8 March 2016 (Toronto) – In the run-up to the fifth anniversary of the Fukushima disaster, over a dozen environmental groups are asking Prime Minister Trudeau to strengthen Canada’s key nuclear safety law to address weaknesses exposed by the Fukushima disaster and public concern regarding the independence of the Canadian Nuclear Safety Commission (CNSC).
“While other countries increased the independence and transparency of their nuclear regulators in the wake of Fukushima, Canada under Harper went in the other direction. It’s time for Canada to catch up and strengthen our nuclear safety legislation,” said Shawn-Patrick Stensil, Senior Energy Analyst at Greenpeace Canada.

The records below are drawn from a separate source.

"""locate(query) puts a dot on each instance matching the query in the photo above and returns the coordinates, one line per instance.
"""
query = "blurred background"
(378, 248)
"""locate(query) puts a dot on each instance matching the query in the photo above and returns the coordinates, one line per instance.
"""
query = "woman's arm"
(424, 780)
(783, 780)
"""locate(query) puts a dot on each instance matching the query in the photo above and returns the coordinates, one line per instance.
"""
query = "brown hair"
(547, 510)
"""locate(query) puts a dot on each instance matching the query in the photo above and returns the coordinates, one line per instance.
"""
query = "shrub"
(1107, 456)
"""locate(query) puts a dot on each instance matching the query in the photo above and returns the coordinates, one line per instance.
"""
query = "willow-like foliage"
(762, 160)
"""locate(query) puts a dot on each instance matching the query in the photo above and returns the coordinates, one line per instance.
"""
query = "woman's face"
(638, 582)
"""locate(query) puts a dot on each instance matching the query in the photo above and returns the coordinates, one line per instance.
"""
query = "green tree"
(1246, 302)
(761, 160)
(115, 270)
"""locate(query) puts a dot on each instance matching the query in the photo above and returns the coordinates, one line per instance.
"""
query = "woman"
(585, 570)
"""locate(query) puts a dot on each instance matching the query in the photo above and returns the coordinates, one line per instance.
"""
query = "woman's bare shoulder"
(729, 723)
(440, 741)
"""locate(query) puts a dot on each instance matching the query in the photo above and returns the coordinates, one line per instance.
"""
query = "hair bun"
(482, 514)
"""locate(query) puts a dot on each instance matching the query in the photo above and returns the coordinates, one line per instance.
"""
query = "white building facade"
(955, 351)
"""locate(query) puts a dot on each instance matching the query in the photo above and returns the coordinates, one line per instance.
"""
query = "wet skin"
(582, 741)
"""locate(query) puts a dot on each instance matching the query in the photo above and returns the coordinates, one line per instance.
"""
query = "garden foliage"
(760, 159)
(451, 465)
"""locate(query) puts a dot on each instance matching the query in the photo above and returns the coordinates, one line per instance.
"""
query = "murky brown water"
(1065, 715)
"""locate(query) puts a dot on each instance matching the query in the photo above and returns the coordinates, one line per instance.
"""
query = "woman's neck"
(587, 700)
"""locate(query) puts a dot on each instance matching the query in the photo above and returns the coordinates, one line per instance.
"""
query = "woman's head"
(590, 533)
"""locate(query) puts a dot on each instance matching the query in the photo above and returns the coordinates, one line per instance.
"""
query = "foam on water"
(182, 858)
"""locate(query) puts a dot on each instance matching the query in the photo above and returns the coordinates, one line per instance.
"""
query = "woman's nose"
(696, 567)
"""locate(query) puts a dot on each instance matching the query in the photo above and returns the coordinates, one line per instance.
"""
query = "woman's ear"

In an open letter to the Prime Minister Trudeau, 14 organizations ask for a Parliamentary review of the Nuclear Safety and Control Act. The letter reminds the Prime Minister that investigations into the Fukushima nuclear accident concluded it was “man-made” because a lax regulator ignored the known potential for earthquakes and tsunamis in the region.
The groups also say the Harper government’s dismissal of former CNSC president Linda Keen damaged public confidence in the CNSC and exposed conflicts in the responsibilities of the president. Since then the CNSC’s impartiality has been publicly questioned. As an example, the groups cite CNSC president Michael Binder’s criticism of Quebec’s independent environmental assessment board last year after it recommended against uranium mining.
“We’re worried the CNSC has become the cheerleader for the industry it is supposed to regulate. In light of the lessons learned from Fukushima, we urge the Prime Minister to restore the necessary independence and public trust in the CNSC,” said Theresa McClenaghan from the Canadian Environmental Law Association (CELA).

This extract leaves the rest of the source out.